(HealthDay News) — A substantial portion of primary care physicians (PCPs) recommend screening elderly patients with advanced cancer for colorectal cancer (CRC), according to a study published online June 1 in the Journal of General Internal Medicine.
David A. Haggstrom, M.D., from the VA Medical Center in Indianapolis, and colleagues analyzed survey results from 1,266 PCPs (internal medicine, family practice, and obstetrics-gynecology physicians).
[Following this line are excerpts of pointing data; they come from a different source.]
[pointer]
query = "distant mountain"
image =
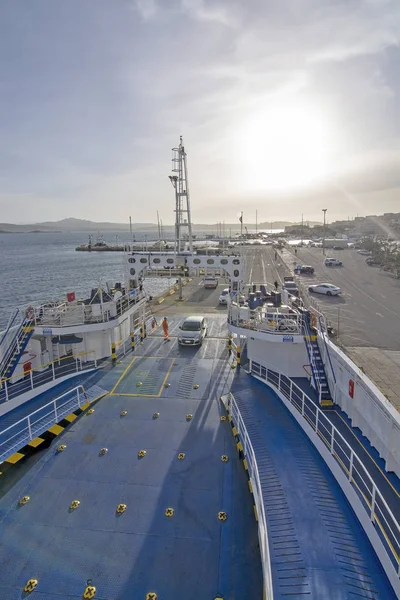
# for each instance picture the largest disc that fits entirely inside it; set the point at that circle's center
(84, 225)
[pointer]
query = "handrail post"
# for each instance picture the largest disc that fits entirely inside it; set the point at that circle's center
(351, 465)
(373, 503)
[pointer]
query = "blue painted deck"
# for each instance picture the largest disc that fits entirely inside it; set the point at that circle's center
(318, 548)
(192, 555)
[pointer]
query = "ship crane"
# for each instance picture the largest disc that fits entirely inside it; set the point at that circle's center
(180, 183)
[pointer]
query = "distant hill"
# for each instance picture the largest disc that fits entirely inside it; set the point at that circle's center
(71, 224)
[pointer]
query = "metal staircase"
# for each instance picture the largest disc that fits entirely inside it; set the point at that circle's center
(16, 348)
(317, 365)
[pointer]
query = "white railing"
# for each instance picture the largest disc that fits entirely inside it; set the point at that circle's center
(67, 365)
(370, 496)
(22, 432)
(233, 410)
(64, 314)
(265, 320)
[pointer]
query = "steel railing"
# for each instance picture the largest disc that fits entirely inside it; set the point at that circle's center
(231, 406)
(368, 492)
(66, 365)
(25, 430)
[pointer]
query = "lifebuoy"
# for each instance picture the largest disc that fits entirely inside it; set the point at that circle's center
(30, 312)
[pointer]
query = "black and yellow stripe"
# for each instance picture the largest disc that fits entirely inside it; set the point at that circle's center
(45, 438)
(242, 456)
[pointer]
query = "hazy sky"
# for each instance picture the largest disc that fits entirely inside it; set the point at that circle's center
(285, 107)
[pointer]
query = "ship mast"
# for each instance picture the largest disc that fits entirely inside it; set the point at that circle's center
(182, 201)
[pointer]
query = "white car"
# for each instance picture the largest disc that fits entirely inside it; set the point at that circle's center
(325, 288)
(333, 262)
(223, 299)
(192, 331)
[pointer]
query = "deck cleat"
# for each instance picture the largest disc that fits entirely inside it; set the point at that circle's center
(90, 592)
(30, 585)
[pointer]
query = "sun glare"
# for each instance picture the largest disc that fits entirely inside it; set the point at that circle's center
(284, 148)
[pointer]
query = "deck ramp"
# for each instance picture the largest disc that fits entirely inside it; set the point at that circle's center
(318, 549)
(191, 555)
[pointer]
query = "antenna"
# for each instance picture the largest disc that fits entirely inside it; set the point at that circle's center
(182, 201)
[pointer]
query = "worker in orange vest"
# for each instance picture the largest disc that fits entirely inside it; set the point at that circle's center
(165, 328)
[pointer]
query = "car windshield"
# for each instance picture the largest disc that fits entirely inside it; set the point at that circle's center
(191, 326)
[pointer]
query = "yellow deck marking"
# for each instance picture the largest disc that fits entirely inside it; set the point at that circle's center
(71, 418)
(123, 374)
(56, 429)
(36, 442)
(14, 458)
(366, 451)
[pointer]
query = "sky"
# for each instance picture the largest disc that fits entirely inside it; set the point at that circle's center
(285, 108)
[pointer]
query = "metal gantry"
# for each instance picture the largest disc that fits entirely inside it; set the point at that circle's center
(182, 200)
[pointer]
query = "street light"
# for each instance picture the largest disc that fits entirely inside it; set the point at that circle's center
(323, 243)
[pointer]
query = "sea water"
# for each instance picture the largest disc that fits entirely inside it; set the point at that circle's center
(40, 267)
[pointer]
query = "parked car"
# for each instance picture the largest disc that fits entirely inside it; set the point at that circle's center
(333, 262)
(304, 270)
(192, 331)
(223, 299)
(325, 288)
(210, 283)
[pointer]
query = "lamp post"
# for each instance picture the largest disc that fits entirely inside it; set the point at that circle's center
(323, 243)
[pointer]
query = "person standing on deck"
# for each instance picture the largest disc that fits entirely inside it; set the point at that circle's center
(165, 329)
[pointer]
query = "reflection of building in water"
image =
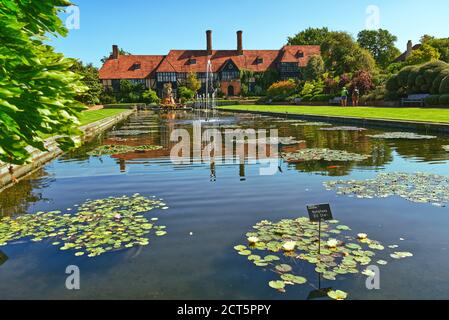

Physician CRC screening recommendations were assessed based upon clinical vignettes.
The researchers found that 25 percent of PCPs recommended CRC screening for an 80-year-old patient with unresectable non-small-cell lung cancer (NSCLC). Obstetrician-gynecologists were more likely to recommend CRC screening for these patients, while physicians with a full electronic medical record were less likely to do so. Seventy-one percent of PCPs recommended CRC screening for an 80-year-old patient with ischemic cardiomyopathy (New York Heart Association, Class II). Fecal occult blood testing (FOBT) was recommended as the preferred screening modality rather than colonoscopy for 19 percent of healthy 80-year-olds, 5 percent of healthy 50-year-olds, and 2 percent of healthy 65-year-olds.
“PCPs consider comorbidity when screening older patients for CRC and may change the screening modality from colonoscopy to FOBT. However, a sizable proportion of PCPs would recommend screening for patients with advanced cancer who would not benefit,” the authors write.